Dosya kapsamında davacının sigortalısından rücu talebini, sigortalı araç sürücüsünün çarpıp kaçması nedeniyle kusurlu olduğunu, Karayolları Motorlu Araçlar Zorunlu Mali Sorumluluk (Trafik) Sigortası Genel Şartları’nın sigortacının sigortalıya rücu hakkını düzenleyen B.4. maddesi uyarınca sigortalının “olay yerini terk etmesi veya kaza tutanağı, alkol raporu vb. kazanın oluş koşullarına ilişkin gereken belgelerin düzenlenmesi yükümlülüğüne aykırı davranması halinde” sigortacının sigortalısına rücu hakkı bulunduğu iddiasına dayandırmıştır.

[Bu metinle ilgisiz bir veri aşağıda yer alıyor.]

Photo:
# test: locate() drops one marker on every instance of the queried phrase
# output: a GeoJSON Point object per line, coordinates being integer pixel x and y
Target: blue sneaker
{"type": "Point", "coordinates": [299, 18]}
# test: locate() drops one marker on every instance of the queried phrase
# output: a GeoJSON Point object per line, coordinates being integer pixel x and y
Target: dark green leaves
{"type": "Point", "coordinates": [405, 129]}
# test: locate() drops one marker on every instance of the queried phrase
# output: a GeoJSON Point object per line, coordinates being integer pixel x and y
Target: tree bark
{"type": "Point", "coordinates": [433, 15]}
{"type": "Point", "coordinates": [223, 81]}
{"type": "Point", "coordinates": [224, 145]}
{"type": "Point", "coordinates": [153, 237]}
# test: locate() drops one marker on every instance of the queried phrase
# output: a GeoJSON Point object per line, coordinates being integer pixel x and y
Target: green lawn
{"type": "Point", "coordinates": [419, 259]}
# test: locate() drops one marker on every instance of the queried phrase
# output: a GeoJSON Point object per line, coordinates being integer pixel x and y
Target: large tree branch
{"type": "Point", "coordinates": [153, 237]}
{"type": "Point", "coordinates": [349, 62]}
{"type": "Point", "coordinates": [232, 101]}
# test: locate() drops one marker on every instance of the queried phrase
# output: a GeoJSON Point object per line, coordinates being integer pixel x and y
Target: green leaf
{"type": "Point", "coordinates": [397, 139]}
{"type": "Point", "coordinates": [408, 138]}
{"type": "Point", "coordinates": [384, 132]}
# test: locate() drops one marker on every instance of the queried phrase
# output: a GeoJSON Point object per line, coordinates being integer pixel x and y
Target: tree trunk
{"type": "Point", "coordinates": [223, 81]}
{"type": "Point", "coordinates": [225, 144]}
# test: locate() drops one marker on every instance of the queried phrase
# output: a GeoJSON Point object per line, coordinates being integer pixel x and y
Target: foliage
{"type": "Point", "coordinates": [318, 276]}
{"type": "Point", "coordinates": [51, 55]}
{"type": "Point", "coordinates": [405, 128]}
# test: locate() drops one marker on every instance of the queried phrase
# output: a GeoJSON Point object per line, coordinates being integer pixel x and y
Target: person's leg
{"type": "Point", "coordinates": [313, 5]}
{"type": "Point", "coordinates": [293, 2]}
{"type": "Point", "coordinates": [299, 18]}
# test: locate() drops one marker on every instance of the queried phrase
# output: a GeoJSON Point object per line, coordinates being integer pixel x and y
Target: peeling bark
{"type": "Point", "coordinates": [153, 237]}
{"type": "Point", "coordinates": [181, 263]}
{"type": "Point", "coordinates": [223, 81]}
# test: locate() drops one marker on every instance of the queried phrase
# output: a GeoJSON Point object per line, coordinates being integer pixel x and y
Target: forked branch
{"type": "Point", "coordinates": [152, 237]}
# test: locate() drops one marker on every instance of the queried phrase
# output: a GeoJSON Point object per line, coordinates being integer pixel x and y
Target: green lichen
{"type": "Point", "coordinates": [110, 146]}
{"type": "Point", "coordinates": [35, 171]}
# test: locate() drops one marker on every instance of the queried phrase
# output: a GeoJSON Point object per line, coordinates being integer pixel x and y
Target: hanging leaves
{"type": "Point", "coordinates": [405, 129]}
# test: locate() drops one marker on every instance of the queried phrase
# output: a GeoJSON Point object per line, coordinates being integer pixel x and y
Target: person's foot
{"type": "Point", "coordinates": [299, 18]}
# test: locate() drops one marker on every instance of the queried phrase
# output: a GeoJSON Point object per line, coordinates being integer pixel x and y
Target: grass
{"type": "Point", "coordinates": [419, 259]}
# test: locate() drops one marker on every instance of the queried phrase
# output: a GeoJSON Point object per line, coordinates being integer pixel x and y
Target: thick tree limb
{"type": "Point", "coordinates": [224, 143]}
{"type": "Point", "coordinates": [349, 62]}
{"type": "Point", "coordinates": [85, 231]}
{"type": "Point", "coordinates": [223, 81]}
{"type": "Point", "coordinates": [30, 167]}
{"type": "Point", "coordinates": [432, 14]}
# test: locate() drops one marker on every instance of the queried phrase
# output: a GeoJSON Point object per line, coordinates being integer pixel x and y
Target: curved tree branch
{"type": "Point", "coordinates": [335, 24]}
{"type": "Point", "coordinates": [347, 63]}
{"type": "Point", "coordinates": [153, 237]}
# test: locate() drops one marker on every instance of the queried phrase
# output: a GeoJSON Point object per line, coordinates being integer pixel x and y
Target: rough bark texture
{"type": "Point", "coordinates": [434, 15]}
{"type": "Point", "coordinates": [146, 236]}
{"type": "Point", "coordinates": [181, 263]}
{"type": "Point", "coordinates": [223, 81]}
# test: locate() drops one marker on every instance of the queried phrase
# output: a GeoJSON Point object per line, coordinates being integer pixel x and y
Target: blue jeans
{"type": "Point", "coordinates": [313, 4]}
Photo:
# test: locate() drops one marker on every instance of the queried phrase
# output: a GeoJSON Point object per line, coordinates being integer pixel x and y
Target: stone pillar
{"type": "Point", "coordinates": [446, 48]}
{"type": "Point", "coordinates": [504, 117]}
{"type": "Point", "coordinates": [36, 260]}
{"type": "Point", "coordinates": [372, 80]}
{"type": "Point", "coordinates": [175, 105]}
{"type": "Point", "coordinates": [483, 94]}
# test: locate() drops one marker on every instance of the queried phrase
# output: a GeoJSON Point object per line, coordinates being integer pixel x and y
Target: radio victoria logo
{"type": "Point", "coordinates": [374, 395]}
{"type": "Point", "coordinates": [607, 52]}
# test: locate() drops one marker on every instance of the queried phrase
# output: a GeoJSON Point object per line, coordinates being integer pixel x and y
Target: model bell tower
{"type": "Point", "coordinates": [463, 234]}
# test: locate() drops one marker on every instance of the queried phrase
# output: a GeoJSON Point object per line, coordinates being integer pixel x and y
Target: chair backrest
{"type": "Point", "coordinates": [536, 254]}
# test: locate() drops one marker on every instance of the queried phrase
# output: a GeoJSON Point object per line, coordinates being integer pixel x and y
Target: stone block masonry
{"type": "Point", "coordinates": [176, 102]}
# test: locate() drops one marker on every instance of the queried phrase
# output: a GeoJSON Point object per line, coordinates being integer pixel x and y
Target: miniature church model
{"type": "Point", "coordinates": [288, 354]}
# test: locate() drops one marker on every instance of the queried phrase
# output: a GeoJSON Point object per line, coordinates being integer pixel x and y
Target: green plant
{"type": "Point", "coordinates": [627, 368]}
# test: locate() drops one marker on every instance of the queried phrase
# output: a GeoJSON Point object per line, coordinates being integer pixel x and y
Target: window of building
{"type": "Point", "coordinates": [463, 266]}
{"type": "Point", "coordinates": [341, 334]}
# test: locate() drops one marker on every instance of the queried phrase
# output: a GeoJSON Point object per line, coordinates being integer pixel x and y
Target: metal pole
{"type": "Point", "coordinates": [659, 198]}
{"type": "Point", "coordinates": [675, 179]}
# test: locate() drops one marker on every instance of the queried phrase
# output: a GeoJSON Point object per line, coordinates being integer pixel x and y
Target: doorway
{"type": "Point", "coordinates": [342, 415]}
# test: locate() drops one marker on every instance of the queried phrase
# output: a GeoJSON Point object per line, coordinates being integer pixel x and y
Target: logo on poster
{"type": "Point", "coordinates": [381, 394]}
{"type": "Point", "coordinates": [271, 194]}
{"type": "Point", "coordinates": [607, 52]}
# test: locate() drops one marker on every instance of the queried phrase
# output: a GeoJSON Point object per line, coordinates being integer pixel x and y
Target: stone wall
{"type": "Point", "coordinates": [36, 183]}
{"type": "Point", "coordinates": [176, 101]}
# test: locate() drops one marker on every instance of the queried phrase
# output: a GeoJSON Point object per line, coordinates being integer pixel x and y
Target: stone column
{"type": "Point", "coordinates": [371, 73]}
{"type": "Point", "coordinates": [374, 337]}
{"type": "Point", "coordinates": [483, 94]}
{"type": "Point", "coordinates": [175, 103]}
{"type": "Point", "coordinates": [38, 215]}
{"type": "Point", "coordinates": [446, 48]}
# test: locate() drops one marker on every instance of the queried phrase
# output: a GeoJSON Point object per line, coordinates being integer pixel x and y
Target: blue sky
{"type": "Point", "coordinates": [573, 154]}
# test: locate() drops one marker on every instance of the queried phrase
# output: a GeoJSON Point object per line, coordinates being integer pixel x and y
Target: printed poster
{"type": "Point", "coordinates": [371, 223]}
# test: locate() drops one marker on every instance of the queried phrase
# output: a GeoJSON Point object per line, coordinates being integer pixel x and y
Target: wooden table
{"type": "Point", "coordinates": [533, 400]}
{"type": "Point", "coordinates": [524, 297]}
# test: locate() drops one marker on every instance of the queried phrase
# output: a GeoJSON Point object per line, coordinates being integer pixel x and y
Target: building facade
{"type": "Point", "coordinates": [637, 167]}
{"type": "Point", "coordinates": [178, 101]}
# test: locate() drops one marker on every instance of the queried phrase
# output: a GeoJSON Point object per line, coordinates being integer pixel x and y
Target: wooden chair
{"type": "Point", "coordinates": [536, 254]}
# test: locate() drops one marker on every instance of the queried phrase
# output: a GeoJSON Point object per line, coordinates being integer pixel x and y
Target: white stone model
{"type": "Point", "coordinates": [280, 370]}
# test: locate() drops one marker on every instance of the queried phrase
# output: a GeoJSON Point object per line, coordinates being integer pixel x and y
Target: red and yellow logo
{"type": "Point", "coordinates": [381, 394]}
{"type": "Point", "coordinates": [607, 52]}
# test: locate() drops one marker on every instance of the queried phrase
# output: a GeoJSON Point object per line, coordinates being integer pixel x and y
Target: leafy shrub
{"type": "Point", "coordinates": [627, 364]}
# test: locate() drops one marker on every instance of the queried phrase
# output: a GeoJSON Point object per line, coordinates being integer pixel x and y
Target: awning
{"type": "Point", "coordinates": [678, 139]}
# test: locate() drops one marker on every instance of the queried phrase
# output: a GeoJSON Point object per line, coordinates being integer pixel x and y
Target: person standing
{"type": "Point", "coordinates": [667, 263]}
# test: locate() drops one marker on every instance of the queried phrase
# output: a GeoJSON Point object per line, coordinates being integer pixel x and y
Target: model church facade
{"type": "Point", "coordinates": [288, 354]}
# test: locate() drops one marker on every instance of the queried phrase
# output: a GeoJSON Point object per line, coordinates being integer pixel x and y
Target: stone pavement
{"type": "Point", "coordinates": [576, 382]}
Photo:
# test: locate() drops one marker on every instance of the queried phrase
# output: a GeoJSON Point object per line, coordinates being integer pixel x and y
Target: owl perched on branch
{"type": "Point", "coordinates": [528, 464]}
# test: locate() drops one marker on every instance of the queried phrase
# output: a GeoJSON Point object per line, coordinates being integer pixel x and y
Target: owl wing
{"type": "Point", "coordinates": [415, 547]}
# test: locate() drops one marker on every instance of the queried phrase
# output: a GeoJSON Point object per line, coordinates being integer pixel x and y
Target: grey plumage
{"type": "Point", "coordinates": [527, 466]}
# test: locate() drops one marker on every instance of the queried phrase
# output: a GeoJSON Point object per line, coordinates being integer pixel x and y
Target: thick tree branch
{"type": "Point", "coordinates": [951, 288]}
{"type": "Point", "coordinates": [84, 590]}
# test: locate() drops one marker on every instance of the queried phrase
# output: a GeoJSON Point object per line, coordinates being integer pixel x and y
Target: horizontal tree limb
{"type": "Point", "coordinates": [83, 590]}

Davacı … şirketi, davalı sigortalı adına kayıtlı araç sürüücüsünün meydana gelen kaza sonrasında olay yerini terk ettiğinden sözleşmeye dayalı olarak, üçüncü kişiye ödediği hasar bedelinin rücuen tahsilini istemiştir.
KTK’nun 95. maddesinde, sigorta sözleşmesinden veya sigorta sözleşmesine ilişkin kanun hükümlerinden doğan ve tazminat yükümlülüğünün kaldırılması veya miktarının azaltılması sonucunu doğuran hallerin zarar görene karşı ileri sürülemeyeceği, ödemede bulunan sigortacının, sigorta sözleşmesine ve bu sözleşmeye ilişkin kanun hükümlerine göre, tazminatın kaldırılmasını veya azaltılmasını sağlayabileceği oranda sigorta ettirene başvurabileceği öngörülmüş olduğundan, sigorta sözleşmesinin tarafı (akidi) olan sigorta ettiren davalı, sigorta poliçesinin ve sigorta genel şartlarının kendisine yüklediği sorumlulukları yerine getirmekle yükümlüdür.
Sigorta sözleşmesine dayalı rücu davalarında, tarafların yükümlülüklerinin belirlenmesinde, taraflar arasındaki ilişkinin sözleşme ilişkisi olması nedeniyle, poliçe ve poliçenin tanzim tarihinde yürürlükte bulunan sigorta genel şartları nazara alınır.
Sigorta Genel Şartlarından Sigortanın, sigortalıya rücu hakkı “B.4. Zarar Görenlerin Haklarının Saklı Tutulması Ve Sigortanın Sigortalıya Rücu Hakkı” başlıklı maddesinde düzenlenmiş, ilgili madde “Sigorta sözleşmesinden veya sigorta sözleşmesine ilişkin kanun hükümlerinden doğan ve tazminat yükümlülüğünün kaldırılması veya miktarının azaltılması sonucunu doğuran haller zarar görene karşı ileri sürülemez.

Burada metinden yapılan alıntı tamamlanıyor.